A controversial vote that's 100% polarised would have equal numbers of -1 and +1 votes, so the mean would be 0 and the stddev would be around 1.0
Conversely a completely consistent set of votes (with no votes in the opposite direction) would have a mean of 1 or -1 and a stddev of 0.0.
Votes that aren't either completely consistent or completely polarised will produce a standard deviation figure between 0 and ~1.0 where that value will indicate the degree of controversy in the vote.
The easiest method is to count the number of upvote/downvote pairings for a given comment within the timeframe (e.g. 1 week, 48 hours etc), and have comments with the most parings appear first. Anything more complex requires trial-and-error or experimentation on the best algorithm - as always, it varies on the content of the site and how you want it weighted.
Overall, it's not much different than a hotness algorithm, which works by detecting the most upvotes or views within a timeframe.
What about simply getting the smaller of the two values (up or down) of a point in time? If it goes up a lot and goes down a little, or the other way around it, is not controversial.
If for example the items has 10 ups and 5 downs, the "controversiality level" is 5, since there is 5 people disagreeing about liking it or not. On the other hand if it has either 10 ups or 10 downs, the "controversiality level" is 0, since no one is disagreeing.
So in the end the smaller of both items in this case defines the "hotness" or the "controversiality". Does this make sense?
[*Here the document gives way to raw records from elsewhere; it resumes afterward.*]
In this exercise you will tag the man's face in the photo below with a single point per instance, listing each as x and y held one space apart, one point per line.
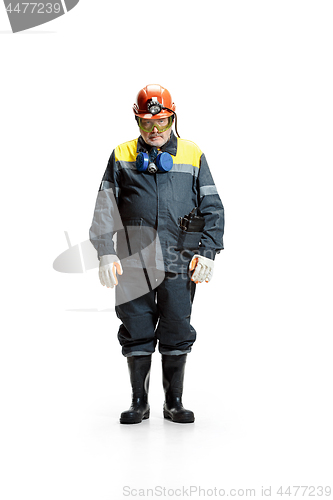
155 137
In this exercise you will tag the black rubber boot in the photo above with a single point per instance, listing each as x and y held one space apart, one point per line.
173 368
139 369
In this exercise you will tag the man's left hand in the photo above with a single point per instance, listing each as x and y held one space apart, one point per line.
203 269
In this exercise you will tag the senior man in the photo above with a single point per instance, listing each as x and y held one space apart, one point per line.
157 183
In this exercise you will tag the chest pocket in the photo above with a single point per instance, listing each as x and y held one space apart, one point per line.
182 188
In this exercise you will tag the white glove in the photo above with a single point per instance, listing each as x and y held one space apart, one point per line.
203 268
108 265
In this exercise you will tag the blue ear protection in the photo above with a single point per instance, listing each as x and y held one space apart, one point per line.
154 161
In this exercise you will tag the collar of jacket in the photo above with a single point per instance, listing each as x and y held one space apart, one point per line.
168 147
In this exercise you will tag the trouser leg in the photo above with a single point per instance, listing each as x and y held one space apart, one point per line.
175 296
139 316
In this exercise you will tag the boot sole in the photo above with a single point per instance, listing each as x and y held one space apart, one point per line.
145 416
184 420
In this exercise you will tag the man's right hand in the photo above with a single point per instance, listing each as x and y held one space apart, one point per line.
109 266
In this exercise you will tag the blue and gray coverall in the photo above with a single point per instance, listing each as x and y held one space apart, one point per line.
150 204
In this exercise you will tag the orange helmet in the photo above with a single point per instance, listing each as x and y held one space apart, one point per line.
153 101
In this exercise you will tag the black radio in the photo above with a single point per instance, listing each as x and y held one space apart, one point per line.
192 223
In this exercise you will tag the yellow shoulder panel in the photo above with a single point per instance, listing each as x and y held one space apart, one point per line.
188 152
126 151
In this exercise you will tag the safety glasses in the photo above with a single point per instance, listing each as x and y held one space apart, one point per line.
161 124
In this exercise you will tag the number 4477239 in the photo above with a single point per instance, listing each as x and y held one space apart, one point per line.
31 7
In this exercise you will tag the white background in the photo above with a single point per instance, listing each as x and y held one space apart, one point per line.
252 82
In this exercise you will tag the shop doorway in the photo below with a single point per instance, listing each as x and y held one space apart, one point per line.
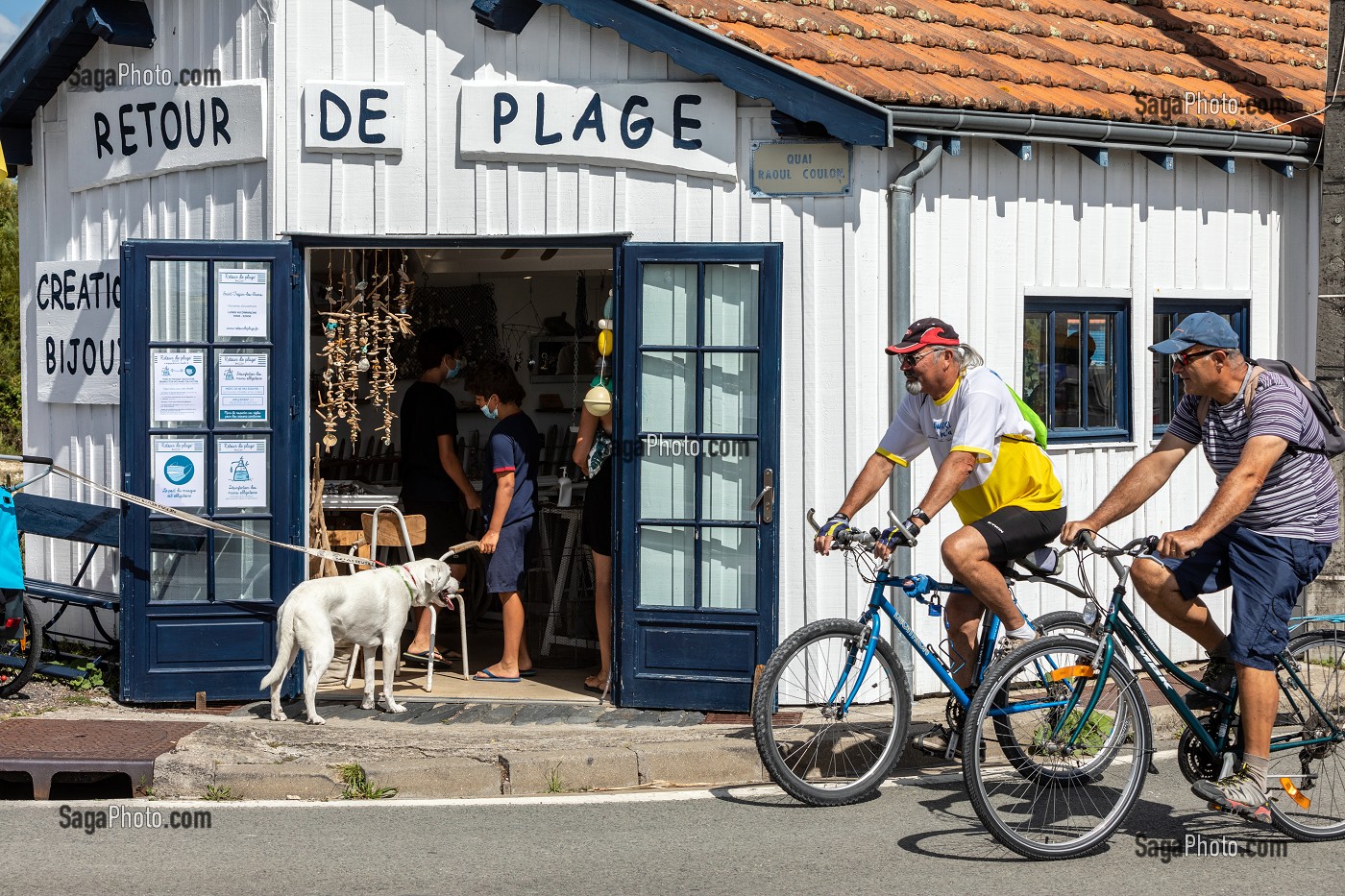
533 305
699 397
208 402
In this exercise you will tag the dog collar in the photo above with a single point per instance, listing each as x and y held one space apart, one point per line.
407 586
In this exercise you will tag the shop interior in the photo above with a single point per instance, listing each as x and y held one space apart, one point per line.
537 308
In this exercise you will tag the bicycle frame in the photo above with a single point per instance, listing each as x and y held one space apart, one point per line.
1125 626
880 606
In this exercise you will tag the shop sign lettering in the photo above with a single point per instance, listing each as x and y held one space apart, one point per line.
73 332
354 117
658 125
125 134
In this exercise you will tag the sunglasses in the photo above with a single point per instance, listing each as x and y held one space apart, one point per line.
1184 358
908 363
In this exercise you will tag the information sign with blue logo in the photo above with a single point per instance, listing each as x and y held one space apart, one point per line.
178 472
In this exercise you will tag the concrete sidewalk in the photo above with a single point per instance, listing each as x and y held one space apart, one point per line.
467 750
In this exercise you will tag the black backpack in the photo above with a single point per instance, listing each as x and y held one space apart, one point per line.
1327 416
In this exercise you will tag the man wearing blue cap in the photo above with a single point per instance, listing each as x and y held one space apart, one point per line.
1266 533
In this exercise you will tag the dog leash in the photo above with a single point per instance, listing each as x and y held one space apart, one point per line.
210 523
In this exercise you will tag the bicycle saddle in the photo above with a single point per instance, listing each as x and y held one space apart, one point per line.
1044 561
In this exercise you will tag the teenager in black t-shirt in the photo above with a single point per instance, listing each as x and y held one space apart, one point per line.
433 482
507 492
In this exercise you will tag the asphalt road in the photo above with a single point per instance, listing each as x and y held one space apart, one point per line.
918 835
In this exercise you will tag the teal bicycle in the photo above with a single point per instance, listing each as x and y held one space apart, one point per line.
1075 740
831 708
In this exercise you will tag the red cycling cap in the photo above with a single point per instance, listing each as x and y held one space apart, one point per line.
927 331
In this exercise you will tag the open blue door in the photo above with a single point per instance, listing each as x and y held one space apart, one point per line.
211 423
698 420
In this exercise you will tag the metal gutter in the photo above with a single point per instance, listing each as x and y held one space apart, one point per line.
699 49
1113 134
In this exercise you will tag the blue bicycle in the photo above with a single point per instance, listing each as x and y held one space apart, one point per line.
831 708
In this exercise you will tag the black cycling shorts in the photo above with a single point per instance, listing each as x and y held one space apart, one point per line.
1015 532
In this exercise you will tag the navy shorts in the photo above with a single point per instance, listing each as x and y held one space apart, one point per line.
506 569
1266 573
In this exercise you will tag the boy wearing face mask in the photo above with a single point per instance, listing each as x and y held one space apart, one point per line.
507 493
432 478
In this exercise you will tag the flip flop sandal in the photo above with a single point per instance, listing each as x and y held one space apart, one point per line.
486 674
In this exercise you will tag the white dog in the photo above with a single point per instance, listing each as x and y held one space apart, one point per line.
367 608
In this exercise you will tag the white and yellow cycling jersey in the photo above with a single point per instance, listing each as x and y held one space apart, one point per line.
978 416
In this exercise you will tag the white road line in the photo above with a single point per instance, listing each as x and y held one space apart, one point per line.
736 791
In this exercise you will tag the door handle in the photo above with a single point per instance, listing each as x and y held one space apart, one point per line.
766 499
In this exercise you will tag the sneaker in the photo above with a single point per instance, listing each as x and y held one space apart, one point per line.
935 742
1236 794
1009 644
1219 675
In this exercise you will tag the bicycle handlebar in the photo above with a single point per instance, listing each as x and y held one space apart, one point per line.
846 537
1133 547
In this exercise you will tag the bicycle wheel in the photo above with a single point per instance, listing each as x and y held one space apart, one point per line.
1315 771
1076 778
1062 621
816 750
20 648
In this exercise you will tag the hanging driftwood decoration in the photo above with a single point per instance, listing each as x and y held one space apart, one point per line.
360 331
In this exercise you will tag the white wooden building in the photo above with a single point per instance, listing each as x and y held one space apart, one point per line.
1021 217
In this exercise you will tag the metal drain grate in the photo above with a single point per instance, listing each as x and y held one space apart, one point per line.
746 718
42 748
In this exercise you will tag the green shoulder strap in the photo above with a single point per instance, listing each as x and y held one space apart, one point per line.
1039 428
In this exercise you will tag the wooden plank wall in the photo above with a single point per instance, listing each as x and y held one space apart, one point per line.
217 204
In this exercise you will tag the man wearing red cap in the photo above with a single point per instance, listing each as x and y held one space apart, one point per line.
990 469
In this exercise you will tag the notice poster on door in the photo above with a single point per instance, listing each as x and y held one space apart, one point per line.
179 386
241 472
241 303
242 388
181 472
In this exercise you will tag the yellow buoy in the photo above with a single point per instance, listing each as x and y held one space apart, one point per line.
599 401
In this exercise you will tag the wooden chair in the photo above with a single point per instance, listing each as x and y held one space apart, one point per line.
396 530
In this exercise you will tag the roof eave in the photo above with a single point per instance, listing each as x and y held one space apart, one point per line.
748 71
46 53
1113 134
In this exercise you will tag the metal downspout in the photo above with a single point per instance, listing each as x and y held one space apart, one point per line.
901 206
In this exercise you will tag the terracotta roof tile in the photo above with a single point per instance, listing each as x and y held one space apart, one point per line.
1241 64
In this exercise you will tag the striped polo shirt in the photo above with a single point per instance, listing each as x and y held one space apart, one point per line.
1300 498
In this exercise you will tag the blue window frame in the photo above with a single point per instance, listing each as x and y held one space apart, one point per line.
1076 368
1167 314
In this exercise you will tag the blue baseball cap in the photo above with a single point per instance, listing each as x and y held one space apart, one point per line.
1200 328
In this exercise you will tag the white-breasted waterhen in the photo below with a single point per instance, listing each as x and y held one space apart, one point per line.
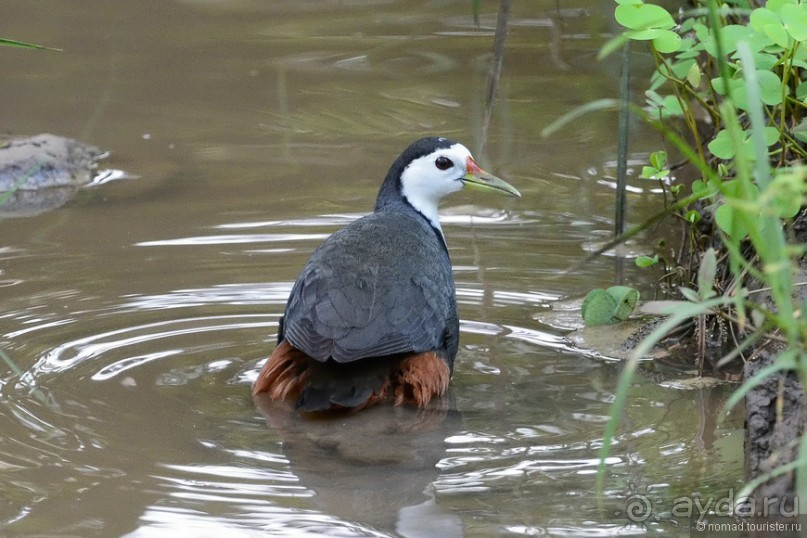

// figure out if up or down is winning - doesn't matter which
if (up_votes > down_votes)
{
win_votes = up_votes;
lose_votes = down_votes;
}
else
{
win_votes = down_votes;
lose_votes = up_votes;
}
// losewin_ratio is always <= 1, near 0 if win_votes >> lose_votes
losewin_ratio = lose_votes / win_votes;
total_votes = up_votes + down_votes;
controversy_score = total_votes * losewin_ratio; // large means controversial
This formula will produce high scores for stories that have a lot of votes and a near 50/50 voting split, and low scores for stories that have either few votes or many votes for one choice.